Nun aber sei die Nachkriegsgeneration an der Reihe – und die verstehe Pflege als Wirtschaftssegment. "Mittlerweile arbeiten in den meisten Familien beide Partner. Sie werden weniger Zeit für Pflege aufwenden, weil sie sie schlicht nicht mehr haben." Das Pflegesystem werden sie dann auch stärker hinterfragen, glaubt Bührlen: "Wenn sie für eine Dienstleistung bezahlen, wollen sie wissen, was dabei herauskommt."
Stiftung macht sich für die Rechte pflegender Angehöriger stark
Bührlen selbst gibt sich nicht damit zufrieden, den Generationenwandel nur zu beobachten. 2010 hat sie in München die Initiative "Wir! Stiftung pflegender Angehöriger" gegründet, um deren Rechte in Politik und Gesellschaft zu stärken. "Immer noch wird zu viel für oder über pflegende Angehörige gesprochen, zu selten werden sie selbst mit ihren Anliegen gehört", beklagt sie. Dabei nimmt sie auch die Betroffenen in die Pflicht. Die sollten nicht auf Angebote von Staat oder Wirtschaft warten, sondern selbst Bedarf melden und Verbesserungen einfordern. Und das beginne schon auf ganz kleiner Ebene, sagt Bührlen: "Wir müssen klar sagen, was wir brauchen – sei es in Heimbeiräten, Bürgersprechstunden oder in Gruppen mit anderen Pflegenden."

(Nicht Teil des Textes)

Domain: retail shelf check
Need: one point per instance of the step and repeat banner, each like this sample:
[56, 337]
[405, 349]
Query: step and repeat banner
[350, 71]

Bührlen selbst vertritt die Rechte pflegender Angehöriger nicht mehr nur als Stiftungsgründerin, sondern mittlerweile auch im Beirat für Vereinbarkeit von Pflege und Beruf des Bundesfamilienministeriums. Aber natürlich, fügt sie an, sei dieses Engagement auch eine Zeitfrage. "Das kann nicht jeder leisten." Pflegende Angehörige hätten meist genug zu tun. Bewusst habe sie ihre Stiftung erst gegründet, als ihre Mutter gestorben war. "Doch wenn nur ein paar Menschen ihre Stimme erheben, werden wir auch gehört."